Fellow researchers,
please comment on the draft board report below.
Thanks,
Bernd
= Apache Labs Board Report, September 2010 =
Apache Labs hosts small and emerging projects from ASF committers.
[SUMMARY]
There has been moderate activity at Labs in the last quarter.
The PMC took care of stati for labs which saw no activity for a long time.
We present one issue to the board, please see below.
[DETAILS]
== Labs Statistics ==
- new: 1
- status changes (last 3 months): 14 (see 'Housekeeping')
- total number: 33
- active: 11
- idle: 15
- promoted: 3
- completed: 3
- labs with commits: magma, penihip, jaxMas, mouse
== New Labs =
oak (PI: Jukka Zitting): No, not a re-implementation of ancient Java,
but "HTTP-based hierarchical resource store", written in JS and Clojure.
== Re-activated labs ==
None.
== Housekeeping, Status changes ==
During the last quarter, we identified all labs with no activity for at
least one year.
We notified their PIs and - after a vote - changed all their stati to
idle, if the PI hadn't himself already taking care of this.
This is why we see a lot of labs going to 'idle' this quarter.
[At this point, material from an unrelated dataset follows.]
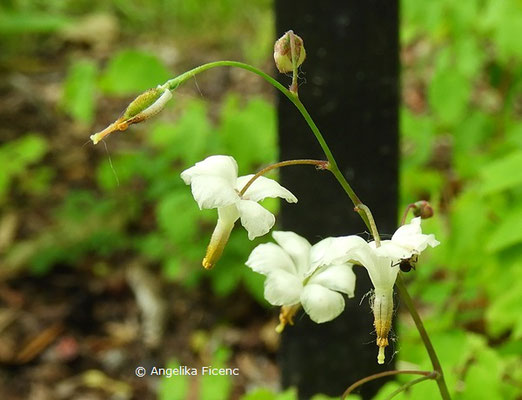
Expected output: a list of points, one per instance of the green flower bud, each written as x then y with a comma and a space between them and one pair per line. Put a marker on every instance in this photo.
143, 107
423, 209
283, 52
Here's
the list:
errbase, dworker, mboxer, dislocate, speedyfeed, apiary, agora, nucleus,
discordia, boardcast, webarch, badca, clouds, pinpoint
We fixed some DOAP files, too.
== Status overview page ==
Tim Williams coded a script to generate a nice labs status overview
available at http://s.apache.org/labs_tim
== Community ==
We welcome Tim Williams to the PMC.
== (No) Releases ==
A lab can't do a release, and we all accept and understand this. More
precisely, according to the project's bylaws, the PMC can't vote on a
release.
On the other hand, committers working on a lab might want to cut
releases, either for use outside of the ASF, or simply to signal a
certain level of maturity to attract others to the project. For me this
makes perfectly sense. I don't think it makes sense to work on a lab
without ever wanting to make other people aware of it and make them use
it in one way or the other.
So it was discussed on our dev ML if private releases are a way to do
this, meaning the PI or any other person takes the code, tars it up and
calls it a release, without having a Lab PMC vote, and without tagging
it "Apache".
Now, we'd like to hear the board's general position on this topic,
especially any corner cases and gotchas we have to take into account.
Thanks for any feedback.
== Lab hacking ==
Same as last quarter: Development activity was low last quarter, mailing
list conversations on coding-related topics practically non-existent.